Wisconsin requests state Supreme Court reject ‘Making a Murderer’ star Steven Avery’s latest appeal

The state of Wisconsin has said the latest appeal made by Steven Avery, the man at the center of Netflix’s wildly popular “Making a Murderer” docuseries, should be denied.

Avery and his 31-year-old nephew, Brendan Dassey, are currently serving life sentences for the murder of Theresa Halbach. The young photographer vanished Oct. 31, 2005 shortly after a visit to Avery’s home, where she snapped images of a car he intended to sell. Authorities later discovered 25-year-old Halbach’s Toyota RAV4 hidden among the junked vehicles in a salvage yard not far from Avery’s home.

Her charred remains were later discovered in a fire pit on the property and Avery’s DNA was found inside the Toyota.

Avery and Dassey have long maintained their innocence in the case, which was thrust back into the spotlight with the premiere of “Making a Murderer” in 2015. The hit Netflix series explored theories that authorities’ key suspect and his nephew were set up for Halbach’s murder.

Avery in August filed a petition with the state’s Supreme Court, requesting the panel review three key issues that should warrant a new trial in the high-profile case, his lawyers have said. It argues that Avery received ineffective counsel at his 2007 trial, that prosecutors destroyed evidence in “bad faith,” in addition to withholding a police report allegedly containing forensic evidence favorable to him, which is called a Brady violation.
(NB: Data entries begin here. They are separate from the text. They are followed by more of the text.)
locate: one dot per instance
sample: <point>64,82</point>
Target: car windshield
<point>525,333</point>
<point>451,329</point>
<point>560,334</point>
In their response, filed on Wednesday, Attorney General Josh Kaul and Assistant Attorney General Lisa Kumfer, requested the state Supreme Court reject the appeal.

“As he has done throughout this proceeding, in his petition, Steven Avery has egregiously misrepresented the record (as the court of the appeals has repeatedly noted), the law, the lower courts’ opinions, and even his own arguments,” it reads.

The fact that Avery “misrepresented the facts is immaterial to deciding his Brady and ineffectiveness claims. We point them out because of the high-profile nature of this case . . . and the resulting need, where misrepresentations are particularly egregious, to note where Avery’s arguments wholly stray from the facts.”